When they’re able to take a break, they spend it in the break room. He usually sports a protein bar, not bothering to pack a lunch, but it works out because Mel always packs extra because she knows he never packs anything.
“Do you want the orange or the pudding cup?” she asks, holding them up for show.
“The pudding cup, duh,” he reaches for it, and Mel smiles because she knew that would be the answer.
“Are we still on for tonight?” He tears the wrapper off the top of the cup and tosses it aside, dipping the plastic spoon into it. “I was thinking we could get takeout and hang out at my place. I know you drove this morning, but we can just-”
He’s interrupted by Robby walking through the door, followed by Collins and McKay.
“The patient literally brought the raccoon that bit him,” McKay explains, midway through a story. “It was in a wire cage, still alive. I was half afraid it would tear through the metal or some shit.”
“I mean, it’s kind of smart,” Collins shrugs, plopping down into a chair in the corner. “The only way to know if the raccoon has rabies is by testing it.”
“Don’t they have to cut off its head for that?” Mel asks, fiddling with the orange peel in her hand.
Robby nods, then adds, “Brutal, but it’s the only way.”
“Okay, what kind of break room conversation is this? Choose something lighter, for God’s sake, we’re eating here,” Frank complains, and jokingly tosses the pudding wrapper in Robby’s direction, who swats it back at Frank in return.
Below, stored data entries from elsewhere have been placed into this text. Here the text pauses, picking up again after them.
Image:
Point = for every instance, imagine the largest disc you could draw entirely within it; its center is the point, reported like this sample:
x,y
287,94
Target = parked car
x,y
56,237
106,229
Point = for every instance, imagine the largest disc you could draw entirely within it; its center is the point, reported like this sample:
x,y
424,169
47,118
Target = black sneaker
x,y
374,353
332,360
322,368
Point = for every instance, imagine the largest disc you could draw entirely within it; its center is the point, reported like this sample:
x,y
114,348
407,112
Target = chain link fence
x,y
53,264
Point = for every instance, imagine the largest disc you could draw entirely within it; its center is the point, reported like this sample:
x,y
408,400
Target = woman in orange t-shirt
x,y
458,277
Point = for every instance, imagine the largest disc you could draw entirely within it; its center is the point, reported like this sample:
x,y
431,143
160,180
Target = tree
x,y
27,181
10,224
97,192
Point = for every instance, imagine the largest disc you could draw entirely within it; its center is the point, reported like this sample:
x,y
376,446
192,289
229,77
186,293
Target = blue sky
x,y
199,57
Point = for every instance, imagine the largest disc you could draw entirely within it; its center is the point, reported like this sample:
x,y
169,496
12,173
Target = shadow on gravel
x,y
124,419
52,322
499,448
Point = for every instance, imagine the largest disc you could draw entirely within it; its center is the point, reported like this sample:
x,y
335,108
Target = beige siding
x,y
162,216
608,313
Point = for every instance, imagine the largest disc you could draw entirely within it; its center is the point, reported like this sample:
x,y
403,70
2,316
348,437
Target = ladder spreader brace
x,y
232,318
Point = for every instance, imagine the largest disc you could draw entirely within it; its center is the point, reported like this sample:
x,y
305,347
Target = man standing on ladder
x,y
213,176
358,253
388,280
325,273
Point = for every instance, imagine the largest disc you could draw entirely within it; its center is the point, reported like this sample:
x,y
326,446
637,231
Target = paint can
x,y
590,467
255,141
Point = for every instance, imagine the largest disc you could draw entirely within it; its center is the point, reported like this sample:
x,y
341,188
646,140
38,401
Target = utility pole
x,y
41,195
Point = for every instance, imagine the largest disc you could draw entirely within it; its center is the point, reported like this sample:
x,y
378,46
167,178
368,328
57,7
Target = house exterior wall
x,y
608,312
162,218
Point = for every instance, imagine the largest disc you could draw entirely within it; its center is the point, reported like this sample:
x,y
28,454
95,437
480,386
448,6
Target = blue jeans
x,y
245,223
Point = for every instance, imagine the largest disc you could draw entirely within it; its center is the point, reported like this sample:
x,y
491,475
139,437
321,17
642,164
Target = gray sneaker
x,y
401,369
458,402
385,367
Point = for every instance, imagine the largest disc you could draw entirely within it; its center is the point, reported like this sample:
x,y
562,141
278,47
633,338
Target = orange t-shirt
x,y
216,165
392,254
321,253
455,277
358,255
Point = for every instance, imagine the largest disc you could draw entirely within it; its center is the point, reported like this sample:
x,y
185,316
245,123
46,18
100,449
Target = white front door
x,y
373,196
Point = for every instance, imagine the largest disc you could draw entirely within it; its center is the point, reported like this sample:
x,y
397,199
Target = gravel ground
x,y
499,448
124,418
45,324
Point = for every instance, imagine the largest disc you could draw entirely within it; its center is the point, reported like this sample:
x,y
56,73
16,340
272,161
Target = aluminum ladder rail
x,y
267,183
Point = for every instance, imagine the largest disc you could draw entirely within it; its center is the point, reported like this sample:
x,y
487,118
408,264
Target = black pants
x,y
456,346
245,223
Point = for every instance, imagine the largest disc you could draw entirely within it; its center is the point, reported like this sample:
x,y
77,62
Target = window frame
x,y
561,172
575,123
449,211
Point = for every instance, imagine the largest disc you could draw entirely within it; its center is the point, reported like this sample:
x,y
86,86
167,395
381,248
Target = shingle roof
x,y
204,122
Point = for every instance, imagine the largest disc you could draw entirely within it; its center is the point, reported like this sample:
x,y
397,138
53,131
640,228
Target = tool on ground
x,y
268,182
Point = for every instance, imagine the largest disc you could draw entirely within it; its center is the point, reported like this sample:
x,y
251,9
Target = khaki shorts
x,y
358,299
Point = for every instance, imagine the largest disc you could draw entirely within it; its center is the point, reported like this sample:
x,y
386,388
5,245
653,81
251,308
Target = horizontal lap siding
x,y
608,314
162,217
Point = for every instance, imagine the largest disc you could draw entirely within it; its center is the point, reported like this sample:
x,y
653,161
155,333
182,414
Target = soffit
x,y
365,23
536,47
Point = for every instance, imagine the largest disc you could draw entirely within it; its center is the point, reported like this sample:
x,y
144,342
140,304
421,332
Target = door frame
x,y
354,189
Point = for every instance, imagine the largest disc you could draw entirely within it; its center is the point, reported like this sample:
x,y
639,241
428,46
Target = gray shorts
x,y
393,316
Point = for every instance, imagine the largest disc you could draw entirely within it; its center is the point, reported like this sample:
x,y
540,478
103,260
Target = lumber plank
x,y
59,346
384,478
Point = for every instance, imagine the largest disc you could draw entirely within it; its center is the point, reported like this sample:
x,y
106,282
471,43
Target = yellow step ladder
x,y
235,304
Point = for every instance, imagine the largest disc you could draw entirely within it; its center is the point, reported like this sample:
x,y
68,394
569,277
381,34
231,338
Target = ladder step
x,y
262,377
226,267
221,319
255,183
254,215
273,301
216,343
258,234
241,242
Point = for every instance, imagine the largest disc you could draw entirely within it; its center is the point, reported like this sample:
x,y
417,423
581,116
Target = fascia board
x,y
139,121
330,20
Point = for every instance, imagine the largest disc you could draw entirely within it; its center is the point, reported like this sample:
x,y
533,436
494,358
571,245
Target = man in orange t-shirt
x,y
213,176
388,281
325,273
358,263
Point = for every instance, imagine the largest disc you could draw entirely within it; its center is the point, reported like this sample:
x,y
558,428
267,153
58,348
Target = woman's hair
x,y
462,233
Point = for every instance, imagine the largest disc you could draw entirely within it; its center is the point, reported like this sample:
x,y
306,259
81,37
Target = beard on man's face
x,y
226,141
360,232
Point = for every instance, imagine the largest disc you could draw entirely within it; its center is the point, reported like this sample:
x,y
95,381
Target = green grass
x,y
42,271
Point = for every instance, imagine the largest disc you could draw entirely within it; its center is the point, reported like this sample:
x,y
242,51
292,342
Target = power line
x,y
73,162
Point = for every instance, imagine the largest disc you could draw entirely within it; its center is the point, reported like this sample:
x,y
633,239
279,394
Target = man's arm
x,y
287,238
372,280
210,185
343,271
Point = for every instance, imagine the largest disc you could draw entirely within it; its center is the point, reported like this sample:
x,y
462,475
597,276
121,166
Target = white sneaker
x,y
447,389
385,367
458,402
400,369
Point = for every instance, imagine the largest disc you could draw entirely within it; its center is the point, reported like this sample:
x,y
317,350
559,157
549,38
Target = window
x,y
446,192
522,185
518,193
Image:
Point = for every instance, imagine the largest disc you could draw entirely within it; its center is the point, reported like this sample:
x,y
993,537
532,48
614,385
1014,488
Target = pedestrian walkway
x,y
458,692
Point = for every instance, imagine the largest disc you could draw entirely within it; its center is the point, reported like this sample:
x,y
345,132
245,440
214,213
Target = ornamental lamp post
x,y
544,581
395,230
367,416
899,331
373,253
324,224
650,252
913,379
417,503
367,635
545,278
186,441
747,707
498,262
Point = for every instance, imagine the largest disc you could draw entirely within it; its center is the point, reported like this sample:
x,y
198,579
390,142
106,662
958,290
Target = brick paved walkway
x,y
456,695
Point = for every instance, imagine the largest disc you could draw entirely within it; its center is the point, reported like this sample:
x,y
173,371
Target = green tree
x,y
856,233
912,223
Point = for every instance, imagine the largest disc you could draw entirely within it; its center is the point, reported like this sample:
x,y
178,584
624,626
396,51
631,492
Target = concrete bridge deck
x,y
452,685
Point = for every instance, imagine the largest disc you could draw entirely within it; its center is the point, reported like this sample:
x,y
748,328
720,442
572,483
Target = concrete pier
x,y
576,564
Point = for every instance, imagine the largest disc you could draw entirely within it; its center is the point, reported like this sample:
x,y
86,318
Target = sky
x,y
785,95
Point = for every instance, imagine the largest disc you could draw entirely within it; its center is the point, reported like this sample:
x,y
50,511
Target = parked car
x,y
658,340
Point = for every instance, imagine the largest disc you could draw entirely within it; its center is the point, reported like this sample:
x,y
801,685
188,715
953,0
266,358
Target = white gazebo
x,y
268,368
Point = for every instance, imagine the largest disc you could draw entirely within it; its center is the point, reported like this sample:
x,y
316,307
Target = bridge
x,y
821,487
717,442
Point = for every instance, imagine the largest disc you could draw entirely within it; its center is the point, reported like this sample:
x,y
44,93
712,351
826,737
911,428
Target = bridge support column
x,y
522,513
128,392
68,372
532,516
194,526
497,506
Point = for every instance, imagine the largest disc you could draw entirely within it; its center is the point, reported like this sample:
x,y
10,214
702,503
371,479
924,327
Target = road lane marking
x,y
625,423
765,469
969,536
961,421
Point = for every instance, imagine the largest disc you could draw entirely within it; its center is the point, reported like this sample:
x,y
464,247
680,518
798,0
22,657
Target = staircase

“Don’t be a baby,” McKay tells him, teasingly scrunching up her face.
Mel stifles a laugh against her hand.
“I’m not a baby. I can’t be a baby, I have to go be a doctor,” Frank explains, scooting his chair away from the table and standing up to leave. He glances at his watch. “I have a four year old with a temp and a patient who very likely has a distal radius fracture to tend to.”
He moves to leave, but before he goes, bends down to press a kiss against Mel’s cheek, his hand squeezing her shoulder. Before she can gauge any sort of reaction from him, he’s gone, the door falling shut behind him, and any conversation the others have started immediately stops, the room falling silent.
Mel knows, without looking, that her face is sporting a very angry flush, so she ducks her head. She buries her face against her hands momentarily before quickly gathering her things and standing up.
“I, um- I have to go. Bye.”
She doesn’t stop to see what their reactions are, and if she returns the favor by pressing a kiss to Frank’s cheek at the end of their shift when Garcia and Abbot are standing nearby, well—at least they’re even now.